Um estudo da Deco conclui que o crescimento do negócio descontrolado do surf exige intervenção e fiscalização, para separar quem presta bom serviço, para promover o ordenamento e evitar acidentes com banhistas.

O estudo, que será publicado na próxima revista da Deco Proteste, analisou 40 escolas de surf em todo o continente, um negócio que “cresceu de modo informal” e que já atinge 400 milhões de euros por ano, mas que é alvo de críticas porque as praias estão sobrelotadas e “os acidentes com os banhistas acontecem”.

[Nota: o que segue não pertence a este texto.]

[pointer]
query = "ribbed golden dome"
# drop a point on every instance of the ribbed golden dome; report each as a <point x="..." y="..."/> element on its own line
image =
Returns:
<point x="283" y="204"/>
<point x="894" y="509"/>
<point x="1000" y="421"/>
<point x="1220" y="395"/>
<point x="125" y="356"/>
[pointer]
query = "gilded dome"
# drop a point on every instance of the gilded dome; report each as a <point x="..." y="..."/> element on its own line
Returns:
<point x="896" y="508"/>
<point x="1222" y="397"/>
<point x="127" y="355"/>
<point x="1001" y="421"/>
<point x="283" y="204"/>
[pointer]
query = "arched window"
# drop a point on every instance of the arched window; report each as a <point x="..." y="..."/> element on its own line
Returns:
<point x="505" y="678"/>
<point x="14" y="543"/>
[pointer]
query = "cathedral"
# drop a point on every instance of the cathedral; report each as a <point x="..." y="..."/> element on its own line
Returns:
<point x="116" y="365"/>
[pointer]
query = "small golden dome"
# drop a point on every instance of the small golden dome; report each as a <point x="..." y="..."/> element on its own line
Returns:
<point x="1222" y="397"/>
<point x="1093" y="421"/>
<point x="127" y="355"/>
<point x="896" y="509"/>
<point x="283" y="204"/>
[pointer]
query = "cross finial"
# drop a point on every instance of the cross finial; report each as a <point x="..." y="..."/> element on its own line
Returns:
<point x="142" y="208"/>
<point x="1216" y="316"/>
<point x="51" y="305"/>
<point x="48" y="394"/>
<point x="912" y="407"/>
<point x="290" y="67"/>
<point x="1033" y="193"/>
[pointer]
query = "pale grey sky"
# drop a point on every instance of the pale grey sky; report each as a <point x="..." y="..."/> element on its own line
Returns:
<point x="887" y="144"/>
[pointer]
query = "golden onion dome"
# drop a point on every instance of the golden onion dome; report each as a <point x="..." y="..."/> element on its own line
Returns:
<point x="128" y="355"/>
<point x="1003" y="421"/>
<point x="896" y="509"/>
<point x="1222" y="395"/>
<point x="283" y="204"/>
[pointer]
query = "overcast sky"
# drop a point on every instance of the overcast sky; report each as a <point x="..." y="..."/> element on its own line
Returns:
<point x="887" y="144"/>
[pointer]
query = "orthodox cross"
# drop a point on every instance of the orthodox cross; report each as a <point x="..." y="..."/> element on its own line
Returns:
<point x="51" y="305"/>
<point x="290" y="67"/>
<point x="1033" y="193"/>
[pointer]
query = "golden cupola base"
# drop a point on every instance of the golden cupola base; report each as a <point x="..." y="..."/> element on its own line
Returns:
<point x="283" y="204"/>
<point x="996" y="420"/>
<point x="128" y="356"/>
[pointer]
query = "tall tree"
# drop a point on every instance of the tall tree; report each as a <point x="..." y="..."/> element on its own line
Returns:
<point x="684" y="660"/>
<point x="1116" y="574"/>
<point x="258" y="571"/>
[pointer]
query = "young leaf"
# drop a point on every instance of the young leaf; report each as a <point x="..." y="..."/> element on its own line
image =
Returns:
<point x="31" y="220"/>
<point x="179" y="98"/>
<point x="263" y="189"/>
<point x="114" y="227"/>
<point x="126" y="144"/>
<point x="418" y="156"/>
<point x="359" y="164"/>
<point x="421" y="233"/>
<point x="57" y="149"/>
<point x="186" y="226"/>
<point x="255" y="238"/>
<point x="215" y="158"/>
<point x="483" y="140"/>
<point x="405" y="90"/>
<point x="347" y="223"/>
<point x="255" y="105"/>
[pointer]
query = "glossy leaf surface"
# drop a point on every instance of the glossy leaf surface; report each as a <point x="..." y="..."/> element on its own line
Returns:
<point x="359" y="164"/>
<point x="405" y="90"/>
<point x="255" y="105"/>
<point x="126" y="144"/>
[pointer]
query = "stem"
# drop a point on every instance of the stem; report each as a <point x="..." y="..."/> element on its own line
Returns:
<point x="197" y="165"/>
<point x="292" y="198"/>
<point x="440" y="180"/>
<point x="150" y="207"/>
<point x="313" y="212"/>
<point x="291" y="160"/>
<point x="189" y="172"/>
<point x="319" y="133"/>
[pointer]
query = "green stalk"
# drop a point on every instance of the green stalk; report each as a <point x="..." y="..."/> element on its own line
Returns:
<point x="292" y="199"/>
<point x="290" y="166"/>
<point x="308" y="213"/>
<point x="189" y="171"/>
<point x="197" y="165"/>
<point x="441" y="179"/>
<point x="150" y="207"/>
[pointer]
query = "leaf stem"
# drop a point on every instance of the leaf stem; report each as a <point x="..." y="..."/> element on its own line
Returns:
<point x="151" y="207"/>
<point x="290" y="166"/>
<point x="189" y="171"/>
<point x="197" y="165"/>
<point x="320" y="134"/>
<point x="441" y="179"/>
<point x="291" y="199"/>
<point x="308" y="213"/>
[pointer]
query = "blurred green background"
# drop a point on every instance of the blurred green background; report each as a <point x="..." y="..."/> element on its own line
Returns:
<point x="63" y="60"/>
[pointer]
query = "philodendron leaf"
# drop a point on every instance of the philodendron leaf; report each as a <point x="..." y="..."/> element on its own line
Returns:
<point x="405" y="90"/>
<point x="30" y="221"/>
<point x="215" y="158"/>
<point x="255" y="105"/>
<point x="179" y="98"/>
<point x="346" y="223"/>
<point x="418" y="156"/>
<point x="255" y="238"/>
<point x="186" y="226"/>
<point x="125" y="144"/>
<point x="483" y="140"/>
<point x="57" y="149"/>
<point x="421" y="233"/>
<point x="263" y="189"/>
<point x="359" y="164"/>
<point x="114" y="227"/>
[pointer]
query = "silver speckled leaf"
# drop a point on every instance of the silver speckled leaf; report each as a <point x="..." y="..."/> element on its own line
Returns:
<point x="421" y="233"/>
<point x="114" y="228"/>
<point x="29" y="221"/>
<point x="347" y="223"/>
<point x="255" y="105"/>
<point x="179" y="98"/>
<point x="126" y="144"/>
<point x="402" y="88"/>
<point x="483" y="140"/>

O artigo inclui uma entrevista com o presidente da Federação Portuguesa de Surf, uma visita informal a 40 escolas em oito zonas do país representativas da modalidade (Cascais, Costa de Caparica, Ericeira, Peniche, Nazaré, Matosinhos, Figueira da Foz e Costa Vicentina), uma atividade que envolve variadas entidades, como a Autoridade Marítima, a Autoridade para a Segurança Alimentar e Económica (ASAE), Instituto do Desporto e da Juventude, Ministério do Ambiente, Turismo de Portugal e Federação Portuguesa de Surf.

O presidente da Federação Portuguesa de Surf, João Aranha, disse à Rádio Observador que “Portugal é visto como o el-dorado do surf e existe uma proliferação de escolas de surf, algumas sem condições” que levam assim à necessidade do aumento da fiscalização, que hoje está dividida entre várias entidades.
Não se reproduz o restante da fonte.